= John Thompson (convict) =

John Thompson, a convict of the colony of New South Wales (now Australia), was one of four men who set off on a timber getting mission from Sydney bound for Illawarra in 1823. The men were caught in a severe storm and driven north 728 km to Moreton Island of the coast of Brisbane, becoming the first Europeans to live in the area and the first to discover the Brisbane River.

Prior to this a number of earlier explorers had sailed the Moreton Bay area. Most notable was Matthew Flinders who spent 15 days in the general vicinity during his 1799 expedition from Port Jackson to Hervey Bay. Due to the difficulty of finding coastal rivers by seaward exploration, none of these explorers became aware of the existence of the Brisbane River.

Later in 1823, when the Surveyor General, John Oxley, was commissioned by Governor Brisbane to find sites for further penal settlements, he made a trip to the Moreton Bay area. If not for a chance meeting with one of Thompson's surviving partners, Thomas Pamphlett, and the men telling him of a large freshwater river they had stumbled across some months earlier, Oxley may never have made the exploration that lead to the establishment of Brisbane Town some years later.
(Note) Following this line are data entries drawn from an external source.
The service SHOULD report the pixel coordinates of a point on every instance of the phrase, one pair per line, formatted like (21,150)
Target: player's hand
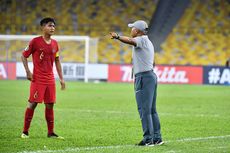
(114,35)
(62,82)
(29,76)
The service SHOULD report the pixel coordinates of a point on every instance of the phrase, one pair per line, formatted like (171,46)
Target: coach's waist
(143,73)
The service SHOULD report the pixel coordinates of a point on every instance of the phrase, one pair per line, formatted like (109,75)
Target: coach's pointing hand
(114,35)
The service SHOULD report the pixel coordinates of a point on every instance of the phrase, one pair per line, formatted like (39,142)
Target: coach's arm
(123,39)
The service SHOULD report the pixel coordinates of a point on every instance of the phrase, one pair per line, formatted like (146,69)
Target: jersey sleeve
(29,49)
(138,41)
(57,52)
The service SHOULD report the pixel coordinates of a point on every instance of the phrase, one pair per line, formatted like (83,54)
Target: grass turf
(105,114)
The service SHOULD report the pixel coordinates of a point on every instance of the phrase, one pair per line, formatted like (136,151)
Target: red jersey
(43,56)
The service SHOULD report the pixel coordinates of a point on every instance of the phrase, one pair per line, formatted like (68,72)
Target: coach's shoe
(158,142)
(25,135)
(53,135)
(145,143)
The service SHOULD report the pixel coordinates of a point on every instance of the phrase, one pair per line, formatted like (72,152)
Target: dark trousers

==The 'Timbergetting' Voyage==
The four men—Thomas Pamphlett, John Finnegan, Richard Parsons and Thompson himself, left Sydney on 21 March 1823 bound for the ‘Five Islands’ (Illawarra). They had been hired to fetch cedar wood. Shortly after their departure, a fierce storm blew them out to sea, and they went 21 days without water. During this time, Thompson died and was buried at sea a few days later, as his friends were unable to put their boat ashore. The three survivors were beached on Moreton Island on 16 April 1823 and befriended the local Indigenous people.